Wednesday, September 5, 2018


Maybe it’s just me but don’t you think that calling a genuine, heartfelt question from a candidate (who’s considering changing their life to invest in a franchise)  an “objection” a bit of a stretch?

An objection is a legal protest in a courtroom.  Is that really the purpose of a candidate's question? Or is it maybe just a request for more information and clarification?

Questions Serve Many Purposes

Questions from your candidates can be telling you signs of how they feel and think. Those questions tell you about what they value and how they make decisions. All of which is incredibly helpful to you. In a sense, they are sending you a clear signal of how they process information. Perhaps how they make decisions.  And most of all: how they feel.

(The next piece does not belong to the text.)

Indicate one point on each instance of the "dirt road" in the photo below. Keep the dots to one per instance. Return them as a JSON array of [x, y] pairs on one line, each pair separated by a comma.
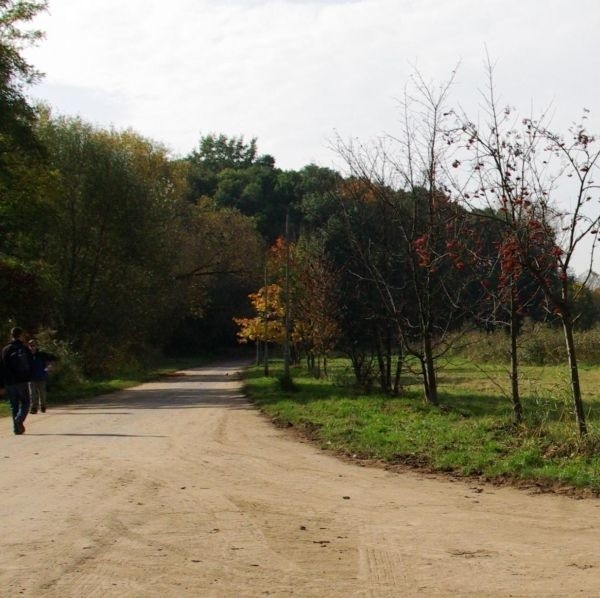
[[180, 488]]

Acknowledging their question for what it really is (the need for more information) puts you in line as a friend. NOT a courtroom game player. Giving your candidate space to ask questions makes the tone of your discussions more conversational.

Not only do questions unveil people’s thinking process, they allow you to springboard the conversation into many different but highly relevant directions.

Think of it this way:  real conversations with someone allow you to better manage preventable issues that would otherwise show up in downstream discussions.  Understanding your candidate's priorities means you can prepare for issues. Think of those “sales objections” as the candidate handing you a preview on a test. You know exactly what to study for because you know the questions that will be on the test.